Microsoft is facing criticism from managed service providers for failing to protect them from aggressive pricing tactics by larger licensing solution providers. These service providers report that they are experiencing margin erosion and increased competition from larger licensing solution providers, which are undercutting them by as much as 20 percent. The Cloud Solution Provider program, launched in 2014, was intended to level the playing field for smaller providers. However, many MSPs feel abandoned as Microsoft has not enforced pricing parity, allowing larger entities to offer discounts of up to 20% below what MSPs can sustain. Analysts suggest that Microsoft’s current approach may lead to consolidation among its partners, as it increasingly favors larger providers while leaving smaller ones struggling to compete.
Managed service providers are increasingly grappling with alert fatigue as they juggle a growing number of security tools. According to a recent survey by Heimdal, over 75% of the 80 managed service providers surveyed experience alert fatigue monthly, with more than half facing it weekly or daily. The report highlights a troubling trend, particularly among larger firms, where nearly half of those with over 500 employees suffer from daily fatigue, largely due to excessive tools and poor integration that amplify false positives. On average, providers dealing with daily fatigue utilize 7.4 tools, compared to just 4.5 for those experiencing fewer issues. Alarmingly, one in four alerts is a false positive, and in some instances, over 30% of alerts are incorrect. This not only increases the workload for analysts but also raises the risk of missing actual threats. Despite the advantages of consolidating security tools, progress remains slow, with many providers hesitant due to concerns about migration complexity and potential feature loss.
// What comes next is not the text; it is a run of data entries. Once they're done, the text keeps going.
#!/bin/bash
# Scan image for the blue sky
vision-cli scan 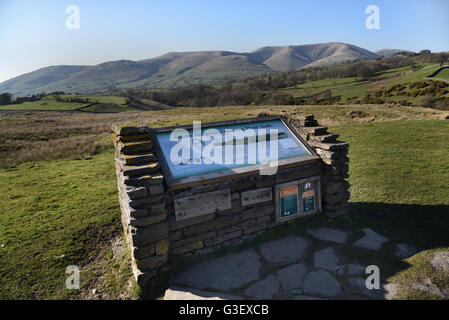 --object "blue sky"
[0,0,449,82]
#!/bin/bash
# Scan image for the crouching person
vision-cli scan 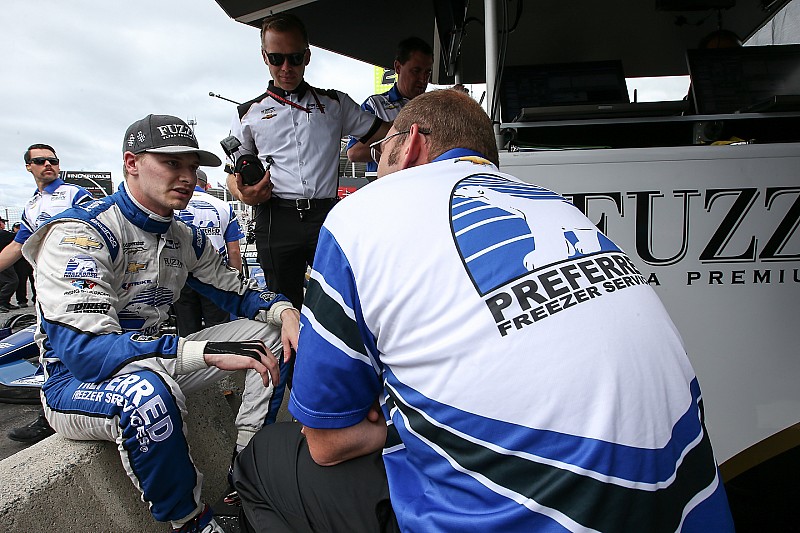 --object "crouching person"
[234,90,733,533]
[23,115,299,533]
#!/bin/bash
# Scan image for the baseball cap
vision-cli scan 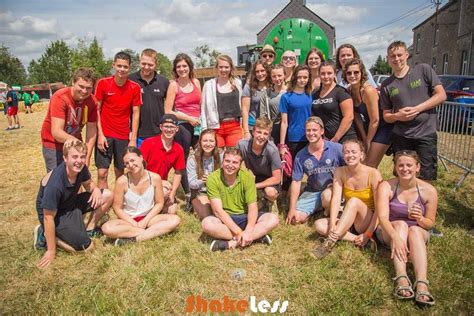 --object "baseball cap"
[160,114,178,125]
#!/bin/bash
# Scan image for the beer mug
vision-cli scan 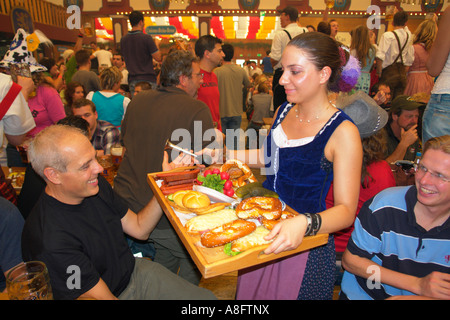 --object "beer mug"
[6,261,53,300]
[84,22,94,37]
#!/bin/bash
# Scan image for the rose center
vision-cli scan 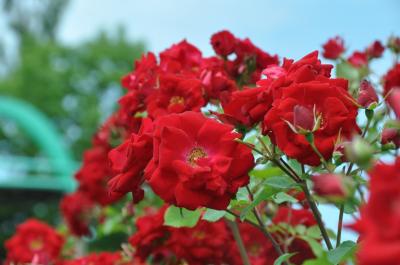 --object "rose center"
[169,96,185,105]
[29,238,43,251]
[187,147,207,166]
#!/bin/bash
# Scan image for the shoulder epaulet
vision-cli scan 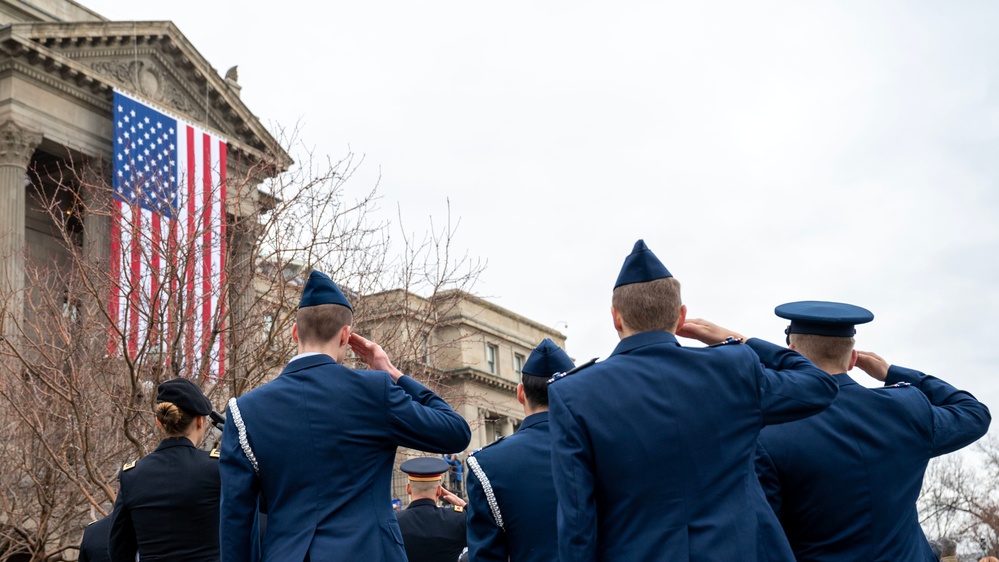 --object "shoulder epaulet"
[548,357,597,384]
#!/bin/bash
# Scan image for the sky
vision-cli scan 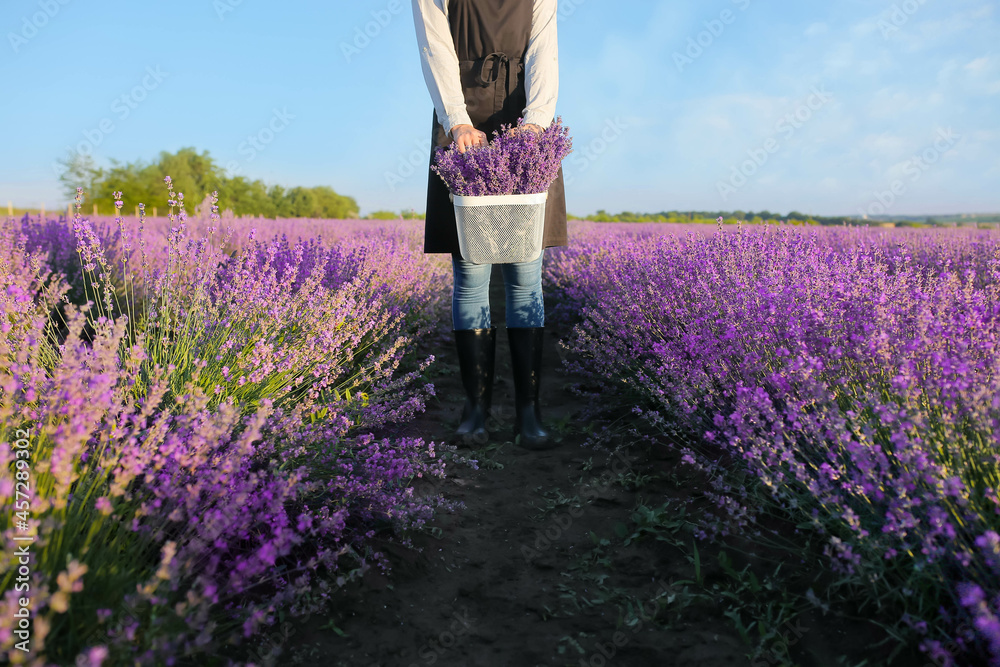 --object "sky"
[0,0,1000,215]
Heimdal’s report suggests that integrating platforms and enhancing automation could help alleviate these challenges, yet only 31% of managed service providers have adopted artificial intelligence or security orchestration, automation, and response tools to lighten their load.
Why do we care?
Microsoft built CSP to level the playing field—but they’re letting the big guys undercut the little guys by 20 percent. Translation? If you’re a small MSP trying to make money on license resale, Microsoft’s not protecting you. Period. They’ve picked scale over channel diversity, and you’re on your own.
And on the security front—alert fatigue is real. MSPs drowning in 7-plus tools, half of the alerts are noise, a quarter outright false. You’re burning staff time, and you’re still at risk of missing the actual threats. Vendors keep telling you “consolidate and automate,” but only a third of providers are doing it.
The old playbook is broken. Don’t count on vendor margins. Don’t keep stacking tools. Move to outcomes customers value—security confidence, compliance, AI adoption—and clean up your stack so your people can actually deliver. That’s where survival—and margin—lives.